Skyline Cruisers (2000)
Reviewed by: mrblue on 2005-09-17
A team of high-class thieves led by Leon Lai sets out to infiltrate a laboratory to steal a drug which will cure cancer when they find out they've been double-crossed. The team's loyalty is put to the test as they set out to find out who set them up and recover the drug.

Skyline Cruisers is a good-looking but ultimately boring movie because the thieves have a gagdet to get out of any situation -- these guys make James Bond look like a cheapskate -- and that kills any suspense, which is key for a heist movie like this.

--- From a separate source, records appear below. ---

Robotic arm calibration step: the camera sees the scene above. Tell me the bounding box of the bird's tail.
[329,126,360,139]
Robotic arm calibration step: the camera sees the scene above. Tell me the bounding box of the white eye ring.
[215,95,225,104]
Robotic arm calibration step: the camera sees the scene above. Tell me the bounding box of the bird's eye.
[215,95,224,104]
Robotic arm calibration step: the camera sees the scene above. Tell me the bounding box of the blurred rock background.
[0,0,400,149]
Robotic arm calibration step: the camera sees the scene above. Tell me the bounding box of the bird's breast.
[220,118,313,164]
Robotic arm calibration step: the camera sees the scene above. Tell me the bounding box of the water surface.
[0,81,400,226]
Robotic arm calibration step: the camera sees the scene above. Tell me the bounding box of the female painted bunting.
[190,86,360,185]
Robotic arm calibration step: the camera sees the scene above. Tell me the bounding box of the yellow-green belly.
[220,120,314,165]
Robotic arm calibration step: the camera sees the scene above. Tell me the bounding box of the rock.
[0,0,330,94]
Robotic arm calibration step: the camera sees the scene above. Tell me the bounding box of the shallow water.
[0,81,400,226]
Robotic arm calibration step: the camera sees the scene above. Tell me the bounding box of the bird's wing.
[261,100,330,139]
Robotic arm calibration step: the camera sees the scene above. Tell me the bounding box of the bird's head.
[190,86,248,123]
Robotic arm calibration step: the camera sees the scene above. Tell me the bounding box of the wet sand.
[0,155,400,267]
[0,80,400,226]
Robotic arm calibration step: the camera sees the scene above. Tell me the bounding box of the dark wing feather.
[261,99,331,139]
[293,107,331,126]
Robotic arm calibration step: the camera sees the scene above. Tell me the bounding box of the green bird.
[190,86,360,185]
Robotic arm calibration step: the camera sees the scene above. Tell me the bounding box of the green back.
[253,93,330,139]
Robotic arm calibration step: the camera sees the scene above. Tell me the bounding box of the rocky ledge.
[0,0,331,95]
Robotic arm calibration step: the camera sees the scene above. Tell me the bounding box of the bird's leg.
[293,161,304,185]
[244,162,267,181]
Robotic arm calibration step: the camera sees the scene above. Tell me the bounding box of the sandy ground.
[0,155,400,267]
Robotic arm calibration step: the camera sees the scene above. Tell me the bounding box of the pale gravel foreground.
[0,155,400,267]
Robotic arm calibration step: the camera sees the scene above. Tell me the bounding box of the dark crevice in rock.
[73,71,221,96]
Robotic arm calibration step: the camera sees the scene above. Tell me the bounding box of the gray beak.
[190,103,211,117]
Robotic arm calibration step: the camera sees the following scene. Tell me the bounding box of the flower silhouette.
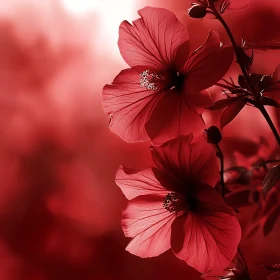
[116,135,241,272]
[103,7,233,145]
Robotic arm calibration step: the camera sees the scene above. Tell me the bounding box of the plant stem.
[209,1,280,147]
[258,105,280,147]
[215,144,225,199]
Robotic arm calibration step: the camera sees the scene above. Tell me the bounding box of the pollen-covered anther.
[140,69,165,91]
[163,193,179,213]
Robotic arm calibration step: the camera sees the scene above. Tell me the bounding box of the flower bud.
[188,4,207,18]
[205,126,222,144]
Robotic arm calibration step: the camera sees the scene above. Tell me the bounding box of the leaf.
[261,96,280,108]
[262,165,280,195]
[246,40,280,51]
[221,99,247,128]
[207,97,238,110]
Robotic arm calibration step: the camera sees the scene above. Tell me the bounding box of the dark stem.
[257,105,280,147]
[215,144,225,198]
[209,1,280,147]
[237,247,251,279]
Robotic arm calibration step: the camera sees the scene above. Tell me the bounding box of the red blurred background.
[0,0,280,280]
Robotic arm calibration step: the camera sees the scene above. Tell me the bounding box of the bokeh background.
[0,0,280,280]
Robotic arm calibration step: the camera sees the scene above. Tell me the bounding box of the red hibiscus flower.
[116,136,241,272]
[103,7,233,145]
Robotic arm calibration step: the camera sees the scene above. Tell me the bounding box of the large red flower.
[116,136,241,272]
[103,7,233,144]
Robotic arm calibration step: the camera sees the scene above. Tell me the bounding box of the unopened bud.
[205,126,222,144]
[189,4,207,18]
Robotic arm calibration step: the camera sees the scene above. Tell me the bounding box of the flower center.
[163,192,197,213]
[140,69,165,91]
[163,193,179,213]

For example, while being chased by some guards, Jordan Chan hits a button on his truck's dashboard which sends Sam Lee and Michelle Saram flying out the back with oversized rollerblades strapped to their feet so that they can shoot at the guards. Wouldn't just sticking your head out of the window suffice? One wonders if they need some kind of special apparatus to wipe themselves on the toilet. Not only is Skyline Cruisers' action gimmick-heavy, the film itself is as well, with too many uses of slow motion/point-of-view/computer morphing shots. These things in small doses can give a movie a nice visual flavor, but when they are overused (as they certainly are in this case) they get bland and annoying after a while.

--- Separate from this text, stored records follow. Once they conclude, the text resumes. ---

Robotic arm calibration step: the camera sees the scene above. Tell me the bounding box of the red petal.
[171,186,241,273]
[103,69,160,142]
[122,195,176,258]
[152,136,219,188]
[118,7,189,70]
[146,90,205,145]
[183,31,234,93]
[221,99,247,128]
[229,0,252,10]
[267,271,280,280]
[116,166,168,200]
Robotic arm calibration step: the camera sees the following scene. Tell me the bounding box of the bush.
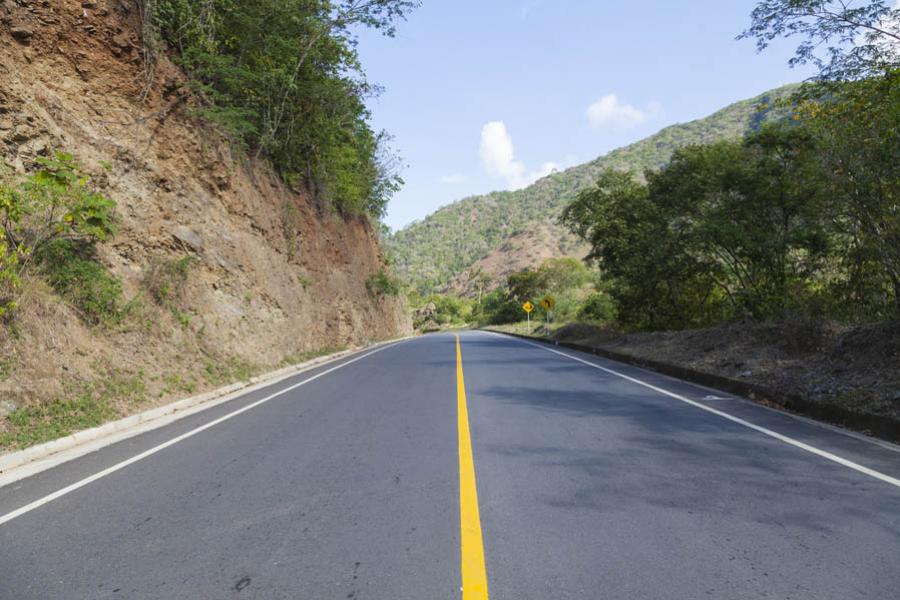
[143,256,196,308]
[0,153,121,324]
[36,240,124,325]
[576,292,616,323]
[366,269,400,297]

Like many recent Hong Kong action movies, Skyline Cruisers seems to be trying too hard to deliver everything to everyone, and delivers very little as a result. I'm getting a bit tired of films (from everywhere in the world) being so self-conciously "hip" or "cool" (case in point here: Michelle Saram's ridiculous orange-blond dye job -- I thought good thieves were supposed to be inconspicuous) and overusing wires/computers to make their stars look like good fighters; Jordan Chan is a good actor, but, please no more Matrix-style wall run gags from him. Skyline Cruisers almost translates into the "so bad it's good" category, but in the end I was just too bored to even nitpick at the asinine attempts at action sequences.